Alex Silva/Estadão
Alex Silva/Estadão

Crítica: Beth Carvalho, que se apresentou deitada em São Paulo, não merecia a dor, nenhuma dor

Imagem da sambista na cama para cantar com o grupo Fundo de Quintal foi de uma crueldade bíblica

Julio Maria, O Estado de S.Paulo

29 Setembro 2018 | 11h52

A imagem de Beth Carvalho cantando deitada ao lado dos músicos do Fundo de Quintal, sentados a seu redor, é das mais fortes já vistas nos palcos. Assim que a cortina sobe, ela aparece ainda sentada em sua chaise long fazendo um número de abertura, Ô Isaura.

Mas, ao terminar, fala com elegância e pede desculpas. As dores que partem de sua coluna são fortes e não dão trégua.

"Eu vou precisar ficar deitada, gente." Uma assistente se aproxima e a ajuda se ajeitar. Beth é coberta por um tecido de seda, a cabeça encontra a melhor posição sobre um travesseiro e ela se deita completamente depois de deixar tudo um pouco mais leve ao fazer a melhor piada de si mesma.

"Não tem Na Cama com Madona? Vou fazer então o Na Cama com Beth Carvalho".

Assim se passa um show que fez história na noite desta sexta,28, no Credicard Hall. Beth estava ali para lembrar dos 40 anos desde que levou o grupo Fundo de Quintal da quadra da escola de samba Cacique de Ramos, na zona norte do Rio, para um estúdio, chamou Rildo Hora para produzi-los e fez um discaço.

De Pé no Chão trouxe extremos espirituais do samba, como a triste Que Sejam Bem Vindos, de Cartola, e a eufórica Goiabada Cascão, de Nei Lopes e Wilson Moreira. Mostrou a chegada de uma turma nova, que já recebia Beth nas rodas do Cacique havia um ano. "Eu ia com meu Puma, chegava e ficava cantando com eles. Até o dia em que entendi que deveria levá-los para gravar comigo", ela lembra no show.

O samba que Beth inaugurou com o Fundo, que trouxe o repique de mão estilhaçando o ritmo inventado por Ubirany e o banjo de som metalizado levado por Almir Guineto, potencializou o poder de fogo do que já se chamava partido alto. O samba do desafio, dos versos improvisados como o rap faria em suas rinhas ou o repente e o coco já faziam em suas rodas, ficou irresistível.

O Fundo e Beth criaram juntos o samba do impossível, da conversão imediata, o samba do sequestro que toma a alma e o corpo de quem se aproxima, independente de sua crença, de sua cor, de sua postura social ou política. A sensação é de que diante de Beth e do Fundo de Quintal, todos somos iguais.

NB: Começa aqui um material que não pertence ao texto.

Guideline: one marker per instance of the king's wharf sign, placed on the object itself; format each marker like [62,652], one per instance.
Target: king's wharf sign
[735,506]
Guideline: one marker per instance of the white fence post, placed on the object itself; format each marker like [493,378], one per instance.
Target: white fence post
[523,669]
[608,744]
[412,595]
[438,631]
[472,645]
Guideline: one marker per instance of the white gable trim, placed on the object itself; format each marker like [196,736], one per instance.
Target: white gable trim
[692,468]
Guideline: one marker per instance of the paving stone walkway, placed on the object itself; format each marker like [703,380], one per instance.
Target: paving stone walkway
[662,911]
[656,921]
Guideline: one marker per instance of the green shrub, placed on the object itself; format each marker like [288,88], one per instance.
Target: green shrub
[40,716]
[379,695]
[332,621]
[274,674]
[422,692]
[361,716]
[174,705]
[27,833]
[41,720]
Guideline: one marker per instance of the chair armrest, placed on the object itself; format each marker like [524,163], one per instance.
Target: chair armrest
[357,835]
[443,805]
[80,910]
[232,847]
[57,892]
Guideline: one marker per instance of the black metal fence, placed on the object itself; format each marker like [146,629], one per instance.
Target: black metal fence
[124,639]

Mas ali estava ela, a 'rainha'. Deitada em sua chaise long, Beth era a imagem do esforço. A mulher que teve o sorriso mais generoso abrigando sob sua aba Zeca Pagodinho quando ninguém o conhecia; Arlindo Cruz quando era só um menino; Almir e Sombrinha; de Luiz Carlos da Vila aos paulistas do Quinteto em Branco e Preto, a mulher que trouxe junto em 1988 Cartola quando o efeito Nara Leão já havia passado, que pegou Nelson Cavaquinho pela mão para imortalizar suas Folhas Secas, que incomodou Elis Regina de tanto ser incensada como 'a melhor do samba', essa mulher estava deitada.

Beth cantava, erguia o braço para pedir que a plateia viesse com ela, apontava para os músicos mesmo sem vê-los. 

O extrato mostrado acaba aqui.